On every tea field I had, I always planted some poinsettias, also called flame-leaf or euphorbia. A touch of scarlet amid the green every hundred yards or so prevents blindness among the pickers. Seeing the same colour for hours on end causes the vision to blur, like staring into the sun. A single flash of a different hue restores the contrast.

Such a lone red plant has a remarkable effect on its surroundings. Everything that is green draws together. Before the eye, all the variegated shades of green in the tea bushes, which were clearly distinguishable at first, blend into one sea of colour. Differences disappear. The decor becomes monotonous. What else is there to say other than—yes, how green it all is. A very green sort of green. Or rather: it is offensively un-red!

Conversely, the red plant itself burns a brighter red when set off by the green than when it grows among its peers. In the bed I always reserved for poinsettia seedlings, there was little to distinguish one plant from its neighbours. My poinsettia did not turn scarlet until I planted it out in new surroundings. Colour is not something one has, colour is bestowed on one by others.

It is 1900. Anniversary celebrations are popular this year in Buitenzorg society. Wedding anniversaries, the anniversary of Grandmother’s demise, Madame’s umpteenth change of hair colour. Anything for a celebration. Indeed the new century is being fêted week in week out, and only so that ghosts may be laid. Everyone wishes to convince themselves and each other that all is well and that bygones should be bygones. A great show is made of having no fears about the future.

And so word has been put about that it is half a century since I arrived in the Indies. Congratulations for nothing! Notwithstanding my profound reluctance, Adeline Renselaar, Mrs. van Zadelhof’s cousin, has set her mind on having a celebration. She has already involved three families in her machinations, and was even seen in the Deer Park last week, chattering to the governor about this very matter.

A small committee of organizers sprang a visit on me this morning to discuss the timing and location of my jubilee. They enquired after the sensitivities of my elderly stomach, so that they might take them into account when planning the menu for the banquet. The style of 1850, which is the date of my arrival in Java, is to prevail in every detail. It is no concern of mine. The expense appears to be immaterial.

“We do not see much of you at our social gatherings,” said Mrs. Renselaar, that stout harpy with her eagle beak. “Of course that is your business entirely, but you cannot deny us the right to celebrate on your behalf. That would be unfair. One cannot grudge other people their pleasures. Besides, I wish to deepen our acquaintance. To think that we have been exchanging greetings all these years without the faintest idea of what was going on in each other’s lives. But now, now that my husband has told me about your, well, about the
a fair
. . . What I mean is, the least we can do now is pay tribute!”

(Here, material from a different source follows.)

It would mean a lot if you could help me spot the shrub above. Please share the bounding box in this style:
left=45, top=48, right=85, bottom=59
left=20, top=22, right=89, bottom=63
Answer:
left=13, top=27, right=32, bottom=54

I only heard half of what she said, because the whole time our farcical exchange lasted I could smell my coffee fields burning. I saw Willem Gongrijp give a little shudder of glee at each gust that came our way. He is the self-appointed master of ceremonies, while everyone knows he cannot wait for me to croak so that he can get his hands on my land. With him on the committee there is no need for a wicked fairy. I answered their questions with due civility, but when I finally got rid of them, the sense of time running out weighed heavily in my room. I crossed the river and sought eternity in Wayeng’s lap—twice in fact—but there is no love strong enough to deflect me from my thoughts.